Ich halte im Internet angebahnte Beziehungen für besonders haltbar, wenn man dort ernsthaft auf der Suche ist. Da sind noch nicht die Verliebtheitshormone beteiligt, da lenkt zunächst der Verstand. Natürlich kann man sich im Netz anders darstellen, als es der Wirklichkeit entspricht. Aber beim seriösen Online Dating überprüfen viele Menschen von Anfang an, mit wem sie es zu tun haben und wie groß die gemeinsame Basis ist.
Wer online ehrlich und offen ist, findet eher ein passendes Gegenüber
Wer im Netzt nach der großen Liebe sucht, sollte also ehrlich sein, was die eigene Person betrifft. Das klingt einfach, ist es aber nicht unbedingt. Es setzt nämlich zunächst voraus, dass man einen guten Zugang zu seinen Gefühlen hat und weiß, was man braucht.

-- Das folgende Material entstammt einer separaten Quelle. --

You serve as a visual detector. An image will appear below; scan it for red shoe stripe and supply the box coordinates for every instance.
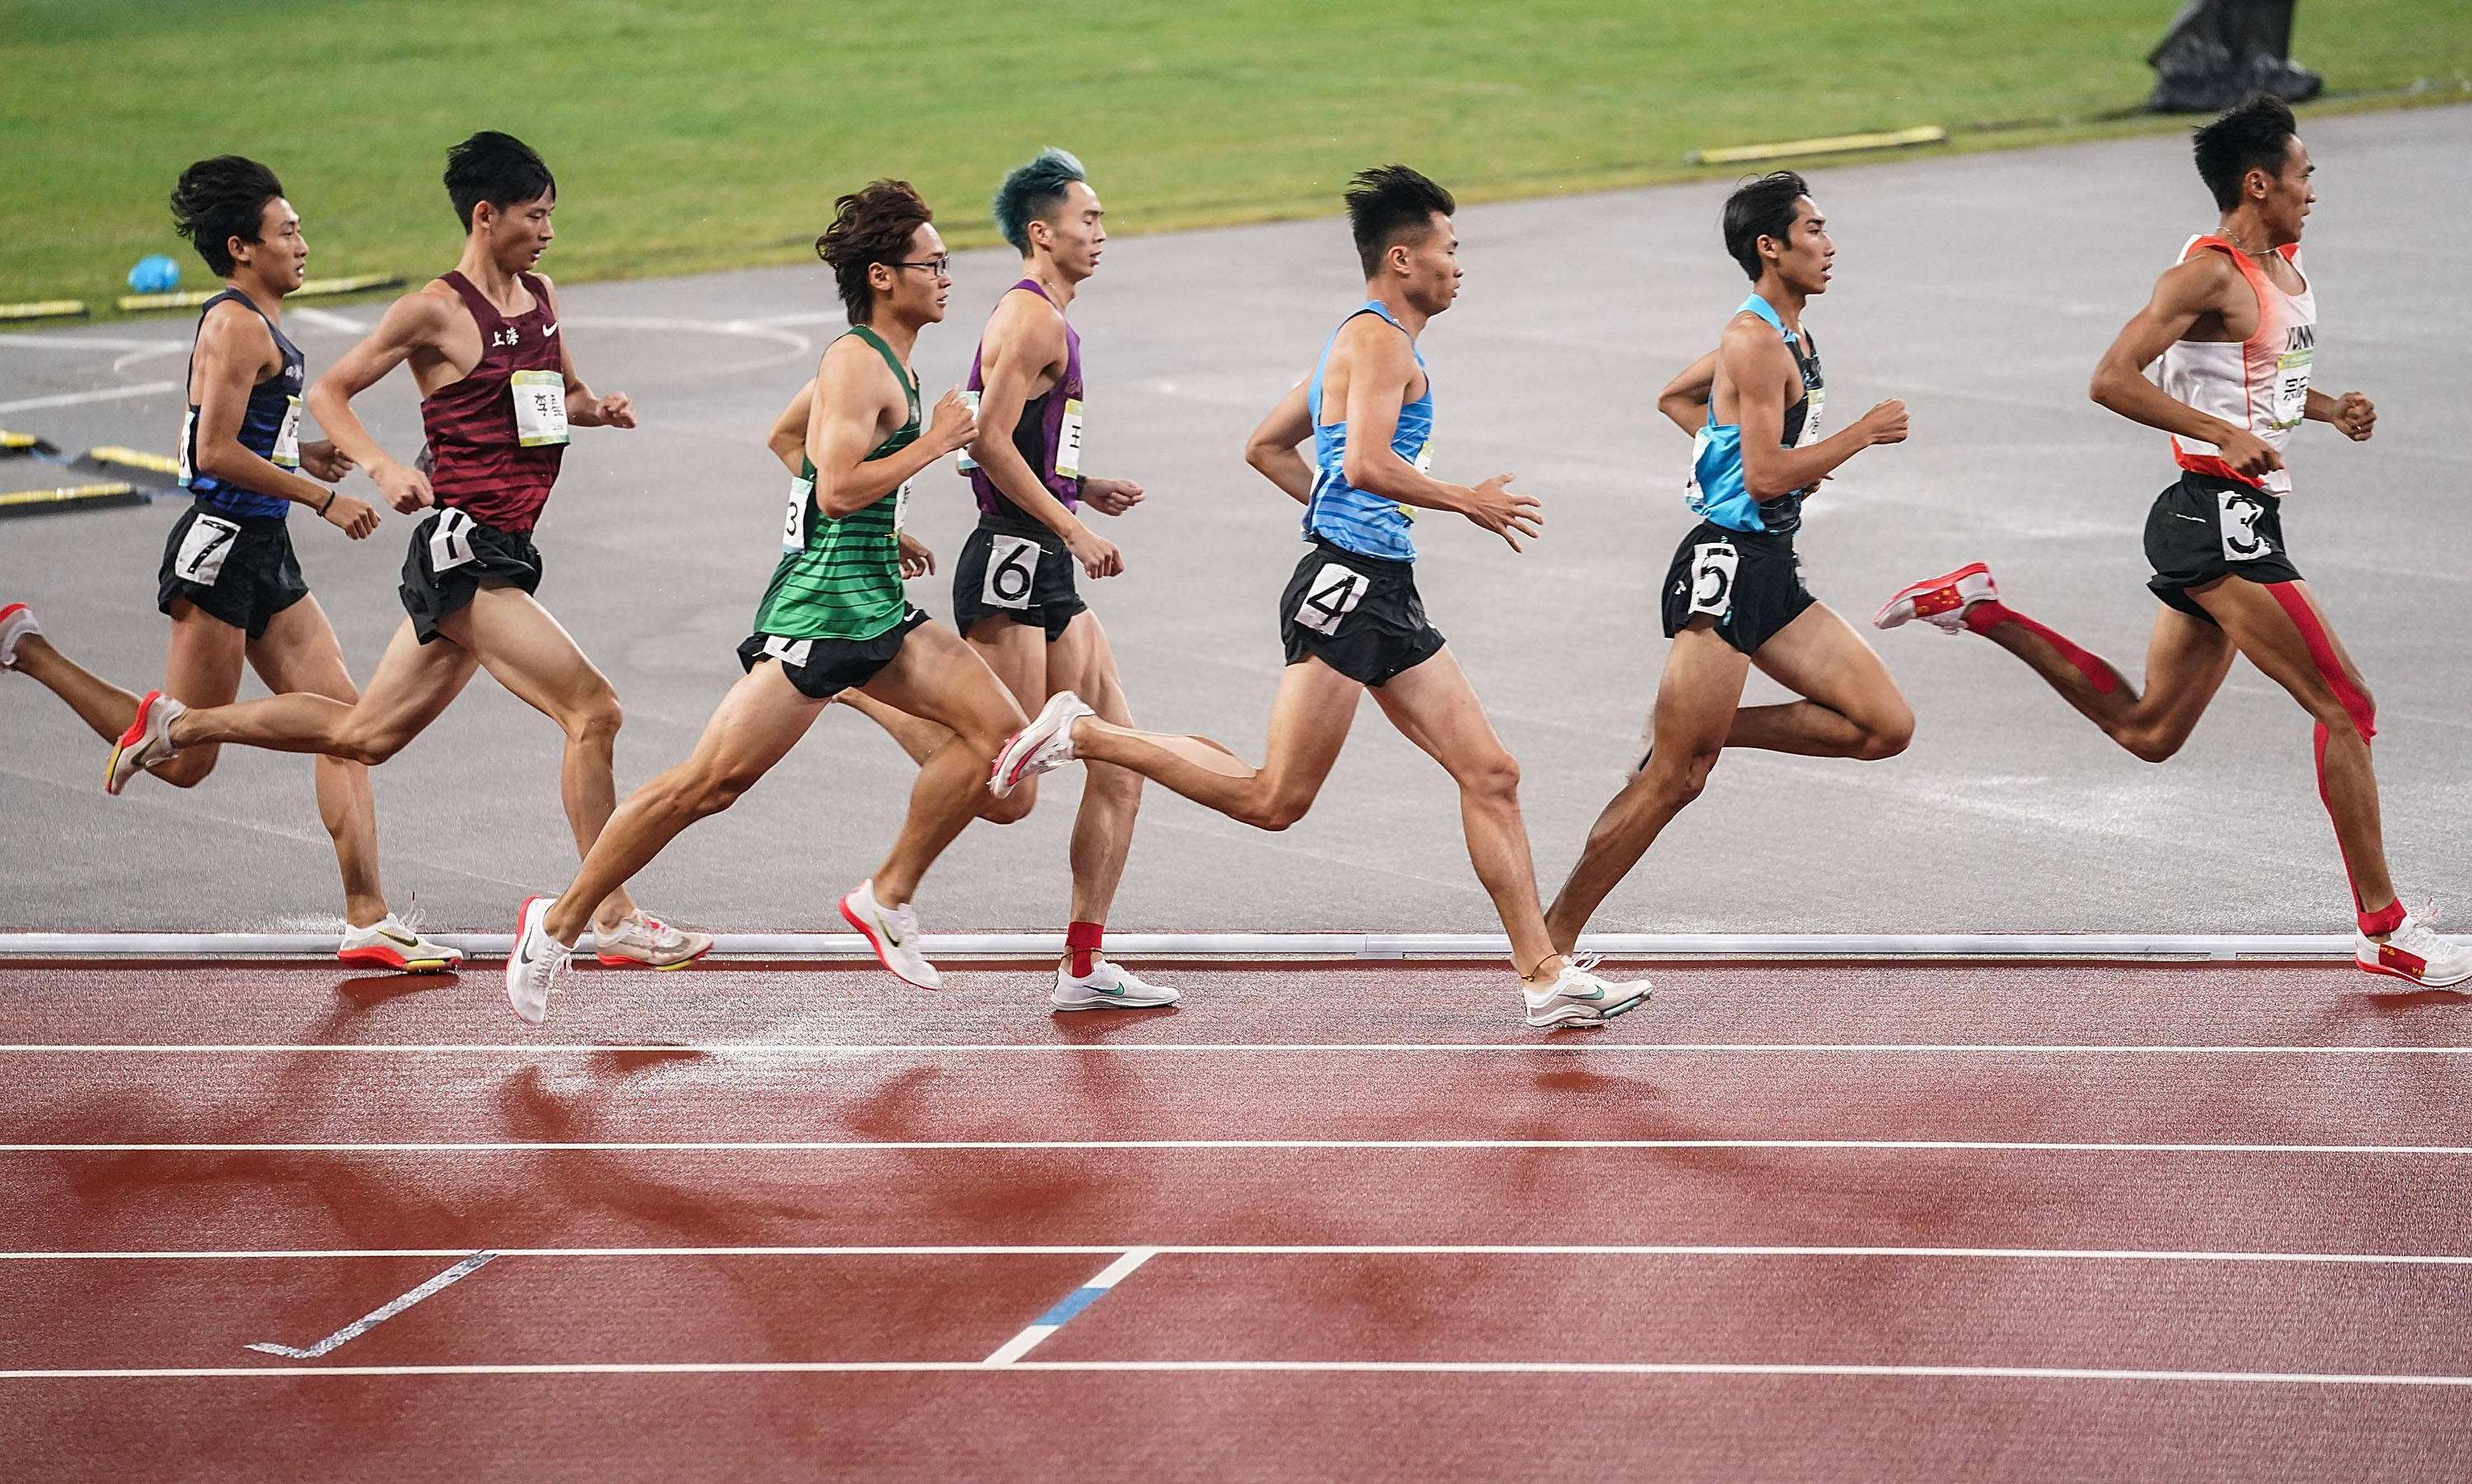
[2378,943,2429,979]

Man benötigt ein stabiles Selbstwertgefühl, um eine gute Balance zwischen Anpassung und Durchsetzungsvermögen zu haben. Man braucht dieses Bewusstsein für sich selbst auch, um sich als derjenige zu zeigen, der man ist. Viele Menschen kämpfen zum Beispiel mit einem inneren Schattenkind – mit einer kindlichen Prägung – die ihnen suggeriert, nicht gut genug zu sein. Die haben dann zwangsläufig Angst, dass ihr „wahres Ich“ für eine Enttäuschung sorgt und handeln dementsprechend vorsichtig.
Wer sich seiner unbewussten, negativen Prägungen bewusst wird und daran arbeitet, hat viel bessere Chancen beim Dating. Wer sich selbst okay findet, traut sich nämlich authentisch zu sein. Dann weiß das Gegenüber, was Sache ist. Und man selbst erkennt auch schneller, ob man sich verbiegen muss oder ob es passt.